O primeiro comentário que faço é com minha esposa: “Eu nunca ouvi falar nem em boi no Piauí, quanto mais que o boi teria surgido lá”, ela afirma, aqui o boi como sinônimo de bumba meu boi, a manifestação cultural, não aquele que vai ao matadouro e berra menos que o homem, como na máxima de Torquato Neto, o ilustre piauiense da Tropicália: “Leve um boi e um homem ao matadouro. Aquele que berrar mais é o homem, mesmo que seja o boi”.

Como a bandeira maranhense idealizada pelo poeta Sousândrade, o bumba meu boi traz elementos das três raças que constituíram o povo do Maranhão: o negro, o índio e o branco. Para o folclorista Luís da Câmara Cascudo, “o bumba meu boi surgiu no meio da escravaria do nosso país, bailando, saltando, espalhando o povo folião, suscitando grito, correria, emulação. O negro, que desejava reviver as folganças que trouxera da terra distante, para distender os músculos e afogar as mágoas do cativeiro nos meneios febricitantes de danças lascivas, teve participação decisiva nessa criação genial, nela aparecendo dançando, cantando, enfim, vivendo.
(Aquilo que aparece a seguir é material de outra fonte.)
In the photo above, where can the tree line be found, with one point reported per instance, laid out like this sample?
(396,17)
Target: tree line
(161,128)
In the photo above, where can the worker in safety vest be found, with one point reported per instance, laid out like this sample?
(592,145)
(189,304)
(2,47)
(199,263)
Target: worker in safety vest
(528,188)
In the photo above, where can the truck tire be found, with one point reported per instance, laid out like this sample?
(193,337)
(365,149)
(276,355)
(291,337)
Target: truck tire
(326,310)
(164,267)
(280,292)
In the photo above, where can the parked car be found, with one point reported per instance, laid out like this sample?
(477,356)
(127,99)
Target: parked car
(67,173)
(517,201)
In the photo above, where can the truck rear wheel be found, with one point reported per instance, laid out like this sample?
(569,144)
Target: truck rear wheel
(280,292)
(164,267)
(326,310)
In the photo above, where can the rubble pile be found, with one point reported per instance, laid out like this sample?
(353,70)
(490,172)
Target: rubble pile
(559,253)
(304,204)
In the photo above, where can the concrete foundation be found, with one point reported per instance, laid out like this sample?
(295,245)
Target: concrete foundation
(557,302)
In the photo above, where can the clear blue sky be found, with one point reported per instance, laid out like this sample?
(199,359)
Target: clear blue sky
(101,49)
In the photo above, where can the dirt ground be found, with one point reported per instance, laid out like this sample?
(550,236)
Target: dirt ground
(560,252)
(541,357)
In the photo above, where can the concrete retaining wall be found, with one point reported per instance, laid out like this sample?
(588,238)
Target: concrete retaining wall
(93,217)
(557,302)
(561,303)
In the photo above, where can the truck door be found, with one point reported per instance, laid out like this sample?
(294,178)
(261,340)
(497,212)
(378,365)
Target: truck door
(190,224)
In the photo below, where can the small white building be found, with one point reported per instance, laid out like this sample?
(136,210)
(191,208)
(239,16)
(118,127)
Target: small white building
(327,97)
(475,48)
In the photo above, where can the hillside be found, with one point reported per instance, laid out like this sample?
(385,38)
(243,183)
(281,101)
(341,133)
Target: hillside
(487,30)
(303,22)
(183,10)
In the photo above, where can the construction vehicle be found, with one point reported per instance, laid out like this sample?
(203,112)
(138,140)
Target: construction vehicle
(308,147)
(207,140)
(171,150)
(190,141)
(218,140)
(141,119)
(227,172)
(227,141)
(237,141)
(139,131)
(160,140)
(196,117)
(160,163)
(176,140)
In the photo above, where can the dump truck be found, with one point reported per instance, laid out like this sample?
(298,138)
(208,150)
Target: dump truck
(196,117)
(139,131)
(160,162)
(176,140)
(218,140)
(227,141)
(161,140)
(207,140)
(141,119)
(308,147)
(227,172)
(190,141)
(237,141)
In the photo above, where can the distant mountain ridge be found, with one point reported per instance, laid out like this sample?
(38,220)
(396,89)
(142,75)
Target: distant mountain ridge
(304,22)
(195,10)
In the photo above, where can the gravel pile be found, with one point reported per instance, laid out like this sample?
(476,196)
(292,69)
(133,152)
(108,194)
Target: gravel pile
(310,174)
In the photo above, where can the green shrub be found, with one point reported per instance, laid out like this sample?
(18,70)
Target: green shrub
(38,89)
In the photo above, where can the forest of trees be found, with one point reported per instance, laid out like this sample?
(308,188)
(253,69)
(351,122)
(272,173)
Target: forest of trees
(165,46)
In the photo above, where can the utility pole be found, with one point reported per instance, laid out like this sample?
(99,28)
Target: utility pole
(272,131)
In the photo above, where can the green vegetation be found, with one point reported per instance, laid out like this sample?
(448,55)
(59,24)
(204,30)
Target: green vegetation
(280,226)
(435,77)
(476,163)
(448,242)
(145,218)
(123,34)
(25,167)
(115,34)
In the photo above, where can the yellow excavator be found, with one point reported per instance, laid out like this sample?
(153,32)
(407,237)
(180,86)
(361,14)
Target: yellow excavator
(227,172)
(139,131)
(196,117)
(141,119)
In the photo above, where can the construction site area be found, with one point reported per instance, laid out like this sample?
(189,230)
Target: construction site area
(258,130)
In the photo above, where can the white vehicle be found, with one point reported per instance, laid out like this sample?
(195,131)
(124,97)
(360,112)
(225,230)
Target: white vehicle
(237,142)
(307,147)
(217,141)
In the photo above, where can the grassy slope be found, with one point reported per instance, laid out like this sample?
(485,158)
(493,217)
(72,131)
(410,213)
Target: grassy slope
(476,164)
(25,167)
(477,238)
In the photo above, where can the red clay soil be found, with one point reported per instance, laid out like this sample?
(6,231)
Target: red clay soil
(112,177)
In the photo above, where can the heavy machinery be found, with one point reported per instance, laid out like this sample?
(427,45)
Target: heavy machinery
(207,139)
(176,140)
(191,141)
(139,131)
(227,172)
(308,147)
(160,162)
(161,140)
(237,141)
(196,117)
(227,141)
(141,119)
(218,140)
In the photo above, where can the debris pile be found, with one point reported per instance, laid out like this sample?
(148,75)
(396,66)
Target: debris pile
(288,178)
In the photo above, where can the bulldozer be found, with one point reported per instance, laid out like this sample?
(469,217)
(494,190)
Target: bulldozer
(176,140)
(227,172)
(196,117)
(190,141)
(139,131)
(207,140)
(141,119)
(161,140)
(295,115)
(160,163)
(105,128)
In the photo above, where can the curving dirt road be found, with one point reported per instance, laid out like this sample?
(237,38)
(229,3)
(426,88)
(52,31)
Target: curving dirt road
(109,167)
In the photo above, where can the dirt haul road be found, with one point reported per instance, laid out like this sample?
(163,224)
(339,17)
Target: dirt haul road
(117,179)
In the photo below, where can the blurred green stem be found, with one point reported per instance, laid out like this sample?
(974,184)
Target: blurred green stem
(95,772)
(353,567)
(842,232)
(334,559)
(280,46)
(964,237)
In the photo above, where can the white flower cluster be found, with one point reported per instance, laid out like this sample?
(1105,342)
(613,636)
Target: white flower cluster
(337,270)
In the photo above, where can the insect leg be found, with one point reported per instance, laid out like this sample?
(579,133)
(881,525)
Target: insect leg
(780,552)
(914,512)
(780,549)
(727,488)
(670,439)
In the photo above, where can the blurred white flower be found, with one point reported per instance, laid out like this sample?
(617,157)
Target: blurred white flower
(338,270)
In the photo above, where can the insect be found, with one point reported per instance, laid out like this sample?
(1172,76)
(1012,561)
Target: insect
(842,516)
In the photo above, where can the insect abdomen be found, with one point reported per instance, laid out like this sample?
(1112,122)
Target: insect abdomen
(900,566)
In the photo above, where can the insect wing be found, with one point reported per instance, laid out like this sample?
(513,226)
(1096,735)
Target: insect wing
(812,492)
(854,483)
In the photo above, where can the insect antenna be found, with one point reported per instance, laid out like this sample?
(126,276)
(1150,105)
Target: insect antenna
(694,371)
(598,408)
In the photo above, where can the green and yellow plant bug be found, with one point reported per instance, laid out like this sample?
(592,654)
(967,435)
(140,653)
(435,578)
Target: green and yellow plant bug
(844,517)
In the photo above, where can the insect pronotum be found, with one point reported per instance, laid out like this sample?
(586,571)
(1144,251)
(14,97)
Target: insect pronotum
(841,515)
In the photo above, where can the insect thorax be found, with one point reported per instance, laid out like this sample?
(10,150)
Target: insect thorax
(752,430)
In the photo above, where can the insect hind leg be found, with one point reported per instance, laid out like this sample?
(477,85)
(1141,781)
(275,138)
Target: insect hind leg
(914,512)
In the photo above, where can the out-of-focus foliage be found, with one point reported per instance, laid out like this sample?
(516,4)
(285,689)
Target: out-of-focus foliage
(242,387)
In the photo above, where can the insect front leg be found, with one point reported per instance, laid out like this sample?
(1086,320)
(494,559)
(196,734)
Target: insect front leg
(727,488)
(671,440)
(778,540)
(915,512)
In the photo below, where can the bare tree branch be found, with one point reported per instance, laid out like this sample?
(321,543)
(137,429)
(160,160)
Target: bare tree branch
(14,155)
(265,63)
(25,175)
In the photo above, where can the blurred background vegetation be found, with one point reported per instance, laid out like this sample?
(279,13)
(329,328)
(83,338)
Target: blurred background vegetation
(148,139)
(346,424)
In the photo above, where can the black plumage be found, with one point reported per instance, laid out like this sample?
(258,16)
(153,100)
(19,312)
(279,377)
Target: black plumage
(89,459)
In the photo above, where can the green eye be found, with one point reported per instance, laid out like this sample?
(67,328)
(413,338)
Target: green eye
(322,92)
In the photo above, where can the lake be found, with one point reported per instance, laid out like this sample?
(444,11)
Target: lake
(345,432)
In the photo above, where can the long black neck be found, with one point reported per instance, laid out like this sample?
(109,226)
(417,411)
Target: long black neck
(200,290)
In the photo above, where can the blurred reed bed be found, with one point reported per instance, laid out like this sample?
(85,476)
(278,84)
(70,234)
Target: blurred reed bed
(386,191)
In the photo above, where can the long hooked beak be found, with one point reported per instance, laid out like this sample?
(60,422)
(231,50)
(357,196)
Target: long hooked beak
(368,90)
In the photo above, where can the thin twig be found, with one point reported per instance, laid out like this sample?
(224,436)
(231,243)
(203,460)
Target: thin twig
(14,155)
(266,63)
Os indígenas logo simpatizaram com a ‘brincadeira’, foram conquistados por ela e passaram a representá-la, incorporando-lhe também suas características. O branco entrou de quebra, como o elemento a ser satirizado e posto em cheque pela sua situação dominante”.

Cláudia Márcia Ferreira organizou o livro Festas populares brasileiras, onde aponta as denominações que a ‘brincadeira’ ganha no país: “Folguedo de origem ibérica, difundiu-se por todo o Brasil. Está presente nos mais variados festejos dos ciclos junino, natalino e carnavalesco, com denominações diferentes. Tem as seguintes variantes: boi-bumbá (Amazonas e Pará); boi-de-reis (Acre, Ceará, Paraíba e Espírito Santo); boi-calemba (Rio Grande do Norte); boi surubim (Ceará); boi malhadinho ou boi-pintadinho (Rio de Janeiro); boi ou boizinho (São Paulo e Rio Grande do Sul); e boi-de-mamão (Pernambuco e Santa Catarina). Como bumba-meu-boi ocorre nos estados do Maranhão, Piauí, Pernambuco, Alagoas e a Bahia”.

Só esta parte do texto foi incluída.